EVANSVILLE, Ind., June 9, 2003 — Southern Indiana Gas and Electric Co. (SIGECO), a wholly-owned subsidiary of Vectren Corp., the U.S. Department of Justice (DOJ), and the U.S. Environmental Protection Agency (EPA) announced a proposed agreement that would lead to further improvements in air quality and resolve the government’s pending Clean Air Act claims against SIGECO.
This agreement was embodied in a consent decree lodged today in U.S. District Court in Indiana. SIGECO anticipates that the Court will enter the consent decree after the mandatory public comment period.
The proposed agreement would resolve a lawsuit filed by the EPA and DOJ in November of 1999 alleging violations of the new source review provisions of the Clean Air Act at SIGECO’s Culley Generating Station in Yankeetown, Ind. Under the terms of the proposed agreement, DOJ and EPA have agreed to drop all challenges of past maintenance and repair activities at the Culley coal-fired units.

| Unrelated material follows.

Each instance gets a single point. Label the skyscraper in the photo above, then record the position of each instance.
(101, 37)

In reaching the proposed agreement, SIGECO did not admit to any allegations alleged in the government’s complaint and SIGECO continues to believe that it acted in accordance with applicable regulations and conducted only routine maintenance on the units. SIGECO has entered into this proposed agreement to further its continued commitment to improve air quality and avoid the cost and uncertainties of litigation.
During the course of the litigation, the government dropped 23 of the original 27 claims. This proposed agreement would resolve the remaining four claims.
“Our generation facilities operate under strict environmental rules and regulations,” said Vectren Chairman, President and CEO Niel C. Ellerbrook. “This proposed resolution will enable us to focus upon further investment in environmental improvements at our electric generation operations rather than protracted litigation.”
Under the proposed agreement, SIGECO has committed to:
– either repower Culley Unit 1 (50 MW) with natural gas, which would significantly reduce air emissions from this unit, and equip it with selective catalytic reduction control technology for further reduction of nitrogen oxides, or cease operation of the unit by December of 2006;
– operate the existing selective catalytic reduction control technology recently installed on Culley Unit 3 (287 MW) year round at a lower emission rate than that currently required under the NOx SIP Call, resulting in further nitrogen oxide reductions;
– enhance the efficiency of the existing scrubber at Culley Units 2 and 3 for additional removal of sulphur dioxide emissions;
– install a baghouse for further particulate matter reductions at Culley Unit 3 by June of 2007;
– conduct a Sulphuric Acid Reduction Demonstration Project as an environmental mitigation project designed to demonstrate an advance in pollution control technology for the reduction of sulfate emissions;
– and pay a $600,000 civil penalty.
Vectren anticipates that the proposed settlement would result in total capital expenditures through 2007 in a range of between $16 Million and $28 Million. The lower level of capital expenditures would occur if SIGECO elects to not repower Culley Unit 1.
Other than the $600,000 civil penalty, SIGECO expects that these capital expenditures and related operation expenses are properly recoverable through rates. SIGECO believes that the expenditures for pollution control equipment provided under this proposed agreement would enable SIGECO to effectively and affordably meet future environmental requirements at the Culley units. Further, the expenditures would position the Culley units for continued operation under ever more stringent pollution control requirements that SIGECO expects in the next few years, and enhance the units’ continued ability to burn regional and cost-effective high sulphur coal.